Después seguirá una historia triste: 1948, 1958, 1965, 1968 son fechas memorables y amargas en el pasado político del país. La disidencia obrera y la magisterial. Campesinos, médicos, estudiantes resisten la emergencia de lo que acabó siendo la consolidación de un poder que administraba la justicia en función de requerimientos estrictamente políticos. Los juicios contra Valentín Campa y los ferrocarrileros en 1948; contra Valen- tín Campa (otra vez), Demetrio Vallejo, los ferrocarrileros y los maestros en 1959; contra Ramón Danzós Palomino, contra la disidencia médica a mediados de los 60, y finalmente el inverosímil espectáculo jurídico emprendido contra los presos de 1968 hacen imposible olvidar ese nivel subcero de la cordura jurídica que distinguió a una Corte ya dominada por la tradición de los vicios jurídicos que caracterizaron al sistema político. El más obvio y grave: la disipación de las fronteras entre las esferas de los jurídico y lo político.

El año 2000 abrió posibilidades inéditas para dejar esta historia atrás. La emergencia de un orden que todavía busca su racionalidad democrática, la pluralidad de la opinión pública, la beligerancia de la prensa, el debilitamiento del presidencialismo, crearon condiciones insólitas para emprender una reforma del Poder Judicial. La tarea consistía en transformar las instituciones jurídicas en instancias efectivamente neutrales frente a la polarización política que supone todo reorden democrático, premisa indispensable para asegurar una condición aún más esencial: la de la neutralidad del Estado en su conjunto.

Pero es obvio que se pueden diseñar y rediseñar las instituciones que se quieran: mientras las mentalidades perduren, las prácticas serán las mismas. Las declaraciones -es decir, las lecciones- del ministro presidente de la SCJN, Mariano Azuela, sobre el fallido desafuero que él mismo y la Presidencia intentaron imponer a Andrés Manuel López Obrador hablan de las dificultades que ha enfrentado esa reforma. En marzo de 2004, una vez más como sucedió a lo largo de todo el siglo XX, hizo lo que todos sus predecesores habían hecho por inercia o por convicción: desayunar con el Presidente para acordar cómo podían hacer a un lado al principal contendiente a la Presidencia. Ese encuentro bastaba para que el pleno de la SCJN emprendiera una investigación sobre su propio presidente, y acaso llegar inclusive hasta exigirle su renuncia. Pero no. El proceso siguió hasta que la respuesta civil estuvo a punto de traducirse en una crisis política.

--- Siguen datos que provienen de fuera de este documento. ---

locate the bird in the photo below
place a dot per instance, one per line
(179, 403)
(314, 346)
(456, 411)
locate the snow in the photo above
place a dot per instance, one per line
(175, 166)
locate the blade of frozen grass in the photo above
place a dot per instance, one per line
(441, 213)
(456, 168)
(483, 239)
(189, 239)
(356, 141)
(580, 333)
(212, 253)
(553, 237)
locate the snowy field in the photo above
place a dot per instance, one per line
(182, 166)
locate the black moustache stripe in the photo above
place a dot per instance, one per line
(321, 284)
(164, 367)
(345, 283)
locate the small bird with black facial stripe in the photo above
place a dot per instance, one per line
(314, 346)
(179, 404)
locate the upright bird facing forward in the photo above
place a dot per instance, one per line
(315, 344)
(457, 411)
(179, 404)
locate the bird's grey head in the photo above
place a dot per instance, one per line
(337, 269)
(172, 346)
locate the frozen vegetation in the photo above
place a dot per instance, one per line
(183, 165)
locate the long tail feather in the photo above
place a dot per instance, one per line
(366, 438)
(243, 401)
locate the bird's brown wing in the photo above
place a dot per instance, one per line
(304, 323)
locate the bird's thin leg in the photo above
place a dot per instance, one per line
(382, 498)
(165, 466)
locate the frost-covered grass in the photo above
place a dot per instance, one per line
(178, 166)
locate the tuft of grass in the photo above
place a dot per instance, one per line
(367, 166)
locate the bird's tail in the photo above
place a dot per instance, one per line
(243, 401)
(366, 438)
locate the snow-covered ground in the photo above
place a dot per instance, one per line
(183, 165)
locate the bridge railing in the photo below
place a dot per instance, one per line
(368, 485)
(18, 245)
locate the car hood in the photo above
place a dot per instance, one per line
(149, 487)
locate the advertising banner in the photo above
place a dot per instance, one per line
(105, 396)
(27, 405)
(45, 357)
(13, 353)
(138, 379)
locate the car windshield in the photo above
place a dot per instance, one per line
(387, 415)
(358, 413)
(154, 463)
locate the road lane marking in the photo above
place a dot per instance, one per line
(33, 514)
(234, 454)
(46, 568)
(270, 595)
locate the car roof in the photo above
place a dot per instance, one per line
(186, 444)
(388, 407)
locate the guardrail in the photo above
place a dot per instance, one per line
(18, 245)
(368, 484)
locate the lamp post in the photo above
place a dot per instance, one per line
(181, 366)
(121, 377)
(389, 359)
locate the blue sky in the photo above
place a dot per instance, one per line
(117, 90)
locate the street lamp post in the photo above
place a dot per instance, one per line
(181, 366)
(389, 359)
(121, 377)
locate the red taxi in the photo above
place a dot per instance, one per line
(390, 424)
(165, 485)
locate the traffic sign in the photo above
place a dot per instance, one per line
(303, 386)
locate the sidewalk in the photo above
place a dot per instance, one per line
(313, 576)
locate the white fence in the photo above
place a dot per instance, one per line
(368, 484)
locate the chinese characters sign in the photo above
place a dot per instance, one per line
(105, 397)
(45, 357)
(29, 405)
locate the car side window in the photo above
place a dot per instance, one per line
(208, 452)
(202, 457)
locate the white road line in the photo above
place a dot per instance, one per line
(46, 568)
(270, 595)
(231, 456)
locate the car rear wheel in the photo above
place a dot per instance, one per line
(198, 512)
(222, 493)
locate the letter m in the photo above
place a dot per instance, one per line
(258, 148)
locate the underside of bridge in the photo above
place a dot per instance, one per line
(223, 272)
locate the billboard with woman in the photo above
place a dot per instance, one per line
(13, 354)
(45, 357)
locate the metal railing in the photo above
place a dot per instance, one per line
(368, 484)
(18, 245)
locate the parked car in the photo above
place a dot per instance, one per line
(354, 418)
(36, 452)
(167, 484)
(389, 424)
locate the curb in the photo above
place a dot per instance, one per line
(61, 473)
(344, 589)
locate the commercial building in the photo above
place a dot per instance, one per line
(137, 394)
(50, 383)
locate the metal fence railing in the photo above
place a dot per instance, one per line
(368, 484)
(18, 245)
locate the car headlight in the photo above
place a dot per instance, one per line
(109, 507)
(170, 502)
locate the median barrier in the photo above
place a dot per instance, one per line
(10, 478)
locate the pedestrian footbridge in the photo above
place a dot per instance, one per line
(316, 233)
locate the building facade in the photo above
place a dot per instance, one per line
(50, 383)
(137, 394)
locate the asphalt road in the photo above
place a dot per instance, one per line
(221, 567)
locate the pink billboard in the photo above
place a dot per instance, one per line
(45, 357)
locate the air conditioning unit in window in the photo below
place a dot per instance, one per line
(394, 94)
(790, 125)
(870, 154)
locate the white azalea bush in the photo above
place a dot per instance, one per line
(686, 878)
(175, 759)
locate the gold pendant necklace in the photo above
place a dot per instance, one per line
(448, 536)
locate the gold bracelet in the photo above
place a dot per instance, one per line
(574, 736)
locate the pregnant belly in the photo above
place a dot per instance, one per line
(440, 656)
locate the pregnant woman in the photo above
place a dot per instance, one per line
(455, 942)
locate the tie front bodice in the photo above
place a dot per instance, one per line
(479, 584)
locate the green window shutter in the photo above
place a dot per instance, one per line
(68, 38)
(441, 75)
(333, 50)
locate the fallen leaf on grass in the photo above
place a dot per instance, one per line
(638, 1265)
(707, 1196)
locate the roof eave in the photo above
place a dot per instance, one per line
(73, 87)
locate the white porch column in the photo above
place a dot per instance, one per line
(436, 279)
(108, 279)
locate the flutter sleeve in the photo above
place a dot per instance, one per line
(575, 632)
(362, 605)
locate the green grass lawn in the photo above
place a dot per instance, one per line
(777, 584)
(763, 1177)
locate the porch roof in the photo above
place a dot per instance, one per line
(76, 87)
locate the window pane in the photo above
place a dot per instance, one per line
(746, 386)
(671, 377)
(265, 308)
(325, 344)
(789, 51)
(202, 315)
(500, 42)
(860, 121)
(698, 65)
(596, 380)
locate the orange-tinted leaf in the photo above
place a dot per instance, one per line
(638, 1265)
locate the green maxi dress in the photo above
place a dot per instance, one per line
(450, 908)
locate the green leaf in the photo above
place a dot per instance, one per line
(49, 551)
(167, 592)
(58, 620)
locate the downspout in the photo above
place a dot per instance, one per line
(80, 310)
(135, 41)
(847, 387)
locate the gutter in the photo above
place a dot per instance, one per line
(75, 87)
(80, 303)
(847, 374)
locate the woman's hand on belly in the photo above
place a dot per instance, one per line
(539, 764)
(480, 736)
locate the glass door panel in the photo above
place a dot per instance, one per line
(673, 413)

Vicente Fox resolvió políticamente lo que había comenzado como un juicio político. Y Azuela se lamentó de ello en estos días. Lo más deprimente de esta historia es que en vez de que la SCJN sea recordada en su desempeño durante estos años de infancia democrática, por un juicio contra la corrupción o contra los dictados de la complicidad, los grandes males del viejo régimen, pasará a los márgenes de la memoria como la otra chanza de la broma (o no) del "compló".